Benchmark
We benchmarked REAL (version 0.0.31 linux-x86_64) against SOAP2 (version 2.21 linux-x86_64) by aligning:
- 24,543,488 70 bp-long single-end simulated reads, obtained from the Drosophila melanogaster chromosome 3L by inserting in each read a random number of mismatches ranging from 0 to 4, against the same reference sequence. We measured the performance of each programme using 1 matching thread (see Table 1).
- 3,619,970 35 bp-long single-end real mouse reads against the whole mouse genome. We measured the performance of each programme using 4 matching threads (see Table 2).
- 29,671,358 100 bp-long single-end real homo sapiens reads against the whole homo sapiens genome. We measured the performance of each programme using 8 matching threads (see Table 3).
The experiments were conducted on a desktop PC using 1 to 8 2.4 GHz AMD 6136 processors and 16 GB of main memory, and running the Ubuntu GNU/Linux operating system.
Results
Table 1. Performance and accuracy of aligning 24,543,488 70 bp-long single-end simulated reads to the Drosophila melanogaster chromosome 3L using 1 matching thread.

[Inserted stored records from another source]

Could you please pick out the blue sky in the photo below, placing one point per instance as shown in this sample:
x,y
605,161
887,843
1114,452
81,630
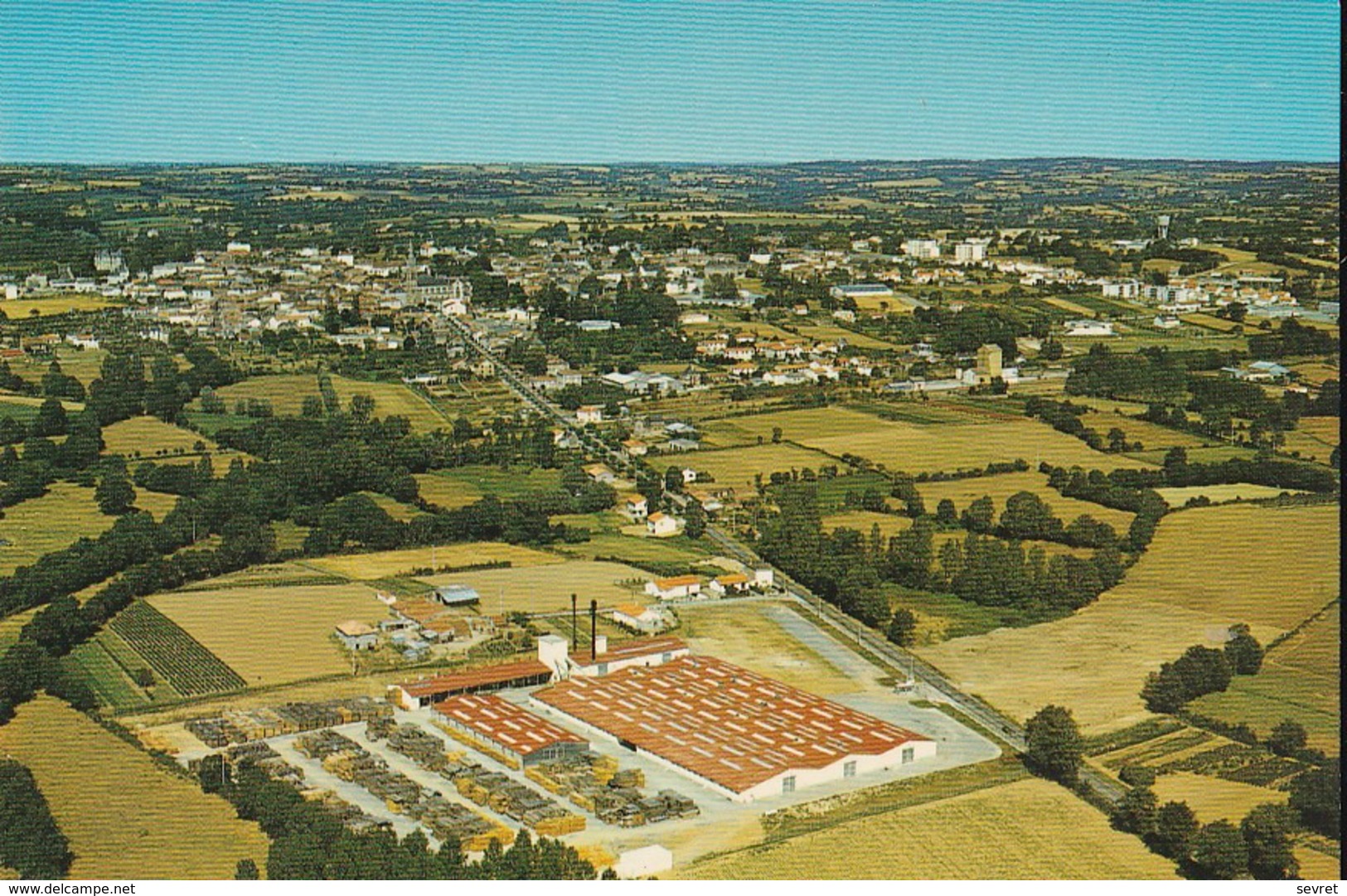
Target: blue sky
x,y
691,81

Time for indexing | Time for mapping | # Aligned reads | # Correctly aligned reads | Accuracy | |
SOAP2 | 00m26s | 10m16s | 21,158,794 | 21,155,270 | 99,983% |
REAL | 00m00s | 04m43s | 21,166,647 | 21,163,254 | 99,984% |
Both programmes were run with 48 bp-long seed, with at most 4 mismatches in the whole read, with 1 matching thread, and reported the best hits only. For REAL these options are `-e 4 -T 1 -q 0 -l 48'. For SOAP2 these options are `-l 48 -M 4 -v 4 -p 1 -r 0'. Due to the fact that the reads were simulated, and thus, we were able to know the exact locations they were derived from the reference sequence, we also measured the accuracy of each programme by counting the number of correctly aligned reads.
Table 2. Performance of aligning 3,619,970 35 bp-long single-end real reads against the whole mouse genome using 4 matching threads.
Time for indexing | Time for mapping | # Aligned reads | |
SOAP2 | 49m42s | 2m23s | 1,889,410 |
REAL | 00m00s | 37m01s | 1,812,750 |
Both programmes were run with 32 bp-long seed, with at most 3 mismatches in the whole read, with 4 matching threads, and reported the best hits only. For REAL these options are `-e 3 -T 4 -q 0 -l 32'. For SOAP2 these options are `-l 32 -M 4 -v 3 -p 4 -r 0'.
Table 3. Performance of aligning 29,671,358 100 bp-long single-end real reads against the whole homo sapiens genome using 8 matching threads.
Time for indexing | Time for mapping | # Aligned reads | |
SOAP2 | 53m03s | 18m35s | 24,907,582 |
REAL | 00m00s | 70m18s | 24,825,141 |
Both programmes were run with 52 bp-long seed, with at most 4 mismatches in the whole read, with 8 matching threads, and reported the best hits only. For REAL these options are `-e 4 -T 8 -q 0 -l 52'. For SOAP2 these options are `-l 52 -M 4 -v 4 -p 8 -r 0'.
-
Notice that REAL works without a precomputed stored index, and, hence, the time for indexing is always included in the time for mapping.